The Samsara Cycle: How Samsara Works?
The images down below can help you understand the cycle of Samsara. One shows the basic cycle and the other one is the Buddhist idea of rebirth, but both of them talk about the same concept.
Now the image below is the Buddhist Bhavachakra which shows the Samsara cycle in more visual way:
Karma and Moksa are two ideas often spoken in the same breath as samsara. The cycle of rebirth and death known as samsara has its origins in karma, which can be thought of as the universal law of action. The Sanskrit word Moksha means “release,” and Moksa, the Hindu concept of Nirvana, is the highest achievement.

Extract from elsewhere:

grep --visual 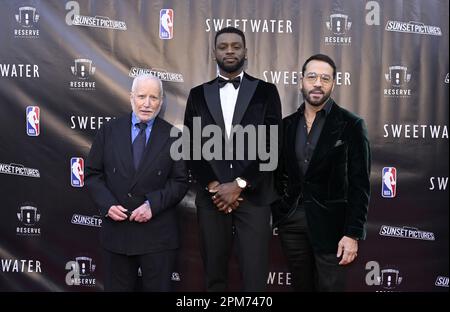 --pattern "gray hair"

As a person lives he performs his Karma which should go in line with the Dharma as Karma and Dharma are interwoven. In the Bhagavad Gita, Shri Krishna introduces Arjuna with the ways of Nirvana that are: karmayoga, jnanayoga, and bhaktiyoga.
If a person attains Moksha then he/she breaks out from the cycle of Rebirth or Samsara. On the other hand, if he/she does not, then the soul have to reach the Yamalok after passing the Vaitarni(mentioned in the Garuda Purana) and then the soul will attain the fruits of its Karma. After the completion of the enjoyment of those fruits, one is borns again.

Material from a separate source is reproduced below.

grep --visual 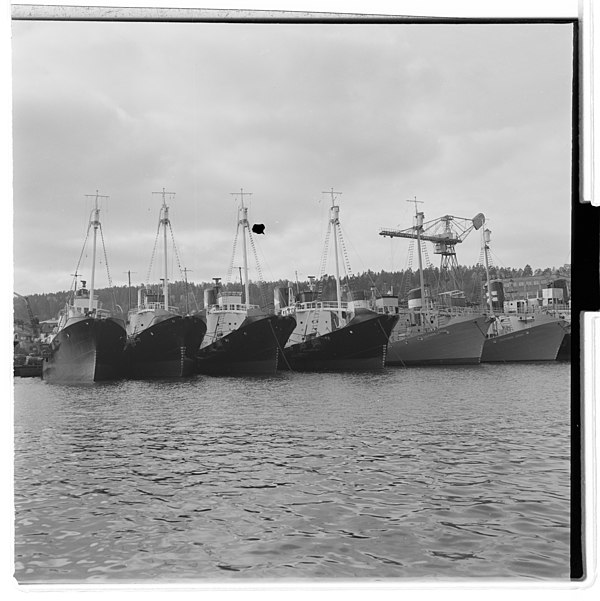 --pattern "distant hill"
[14,265,571,323]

Watch this video to understand the basic concept of Samsara:
What is Samsara in Buddhism?
The Buddhist concept of samsara is comparable to that of Hinduism in some sense.

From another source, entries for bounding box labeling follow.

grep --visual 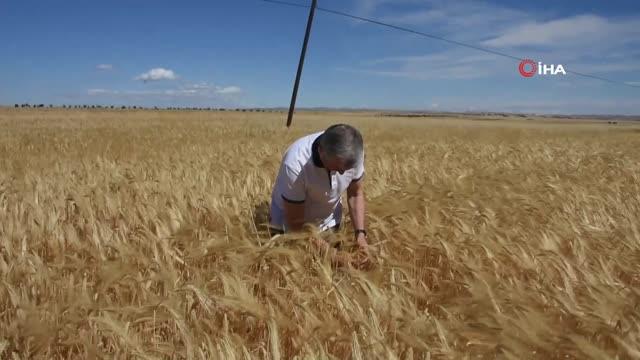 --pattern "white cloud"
[96,64,113,71]
[135,68,178,82]
[216,86,242,94]
[483,15,640,50]
[339,49,504,80]
[87,89,118,96]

Karma drives this perpetual samsara in Buddhist thinking. In each reincarnation, one is born, dies, and is reincarnated elsewhere based on one’s karma. In early Buddhist thought, the wheel of existence (samsara) revolved through five different realms.
This featured hells, hungry ghosts, animals, humans, and gods (devas, heavenly). In later accounts, there are six realms of reincarnation, with demi-gods (asuras) added to the god’s realm. Buddhism describes this state of existence as samsara, in which sentient beings cycle through a series of “stops” where their awareness is temporarily established until it dissolves at death. Some are heavenly, others are horrible, and one progresses through them based on intents and acts.
To escape samsara, one must master self-discipline, contemplative attention, and emptiness. However, in order for one’s knowledge to evolve and become powerful, one must first cultivate meditative attention.
The Six Realms Of Samsara
You can think of the six realms as a hierarchy, with the three upper realms representing blessings and the three lower realms representing terrible fortune.
The God Realm: The realm of the gods (or devas) is the most enjoyable of the six, and it is generally further divided into twenty-six smaller realms. It is claimed that only people with exceptionally good karma will be reborn into this blissful world.
The Manushya Realm: Manushya or Human realm is the name of the world where humans live. According to Buddhist teachings, a person’s prior karma determines whether or not they will be reborn in this world, and whether or not they will have the same physical attributes and moral disposition as their previous life.
The Asura Realm: The third level of Buddhist Samsara is occupied by the demi-gods (asuras). The asuras are a race known for their rage and their superhuman abilities. They clash with the Devas or bring misfortunes such as disease to Manushya.
The Animal Realm: One can be said to be living in the animal realm if they have a body and mind that are purely animal. As Buddhist texts have it, animals are ruled by their baser instincts and impulses, making this realm seem a lot like hell.
The Hungry Ghost Realm: Invisible and consisting of “subtle substance,” these beings have no physical form.
The Hell: People who commit evil deeds like theft, lying, adultery, and others are punished by being sent to the infernal world or popularly known as Naraka (hell).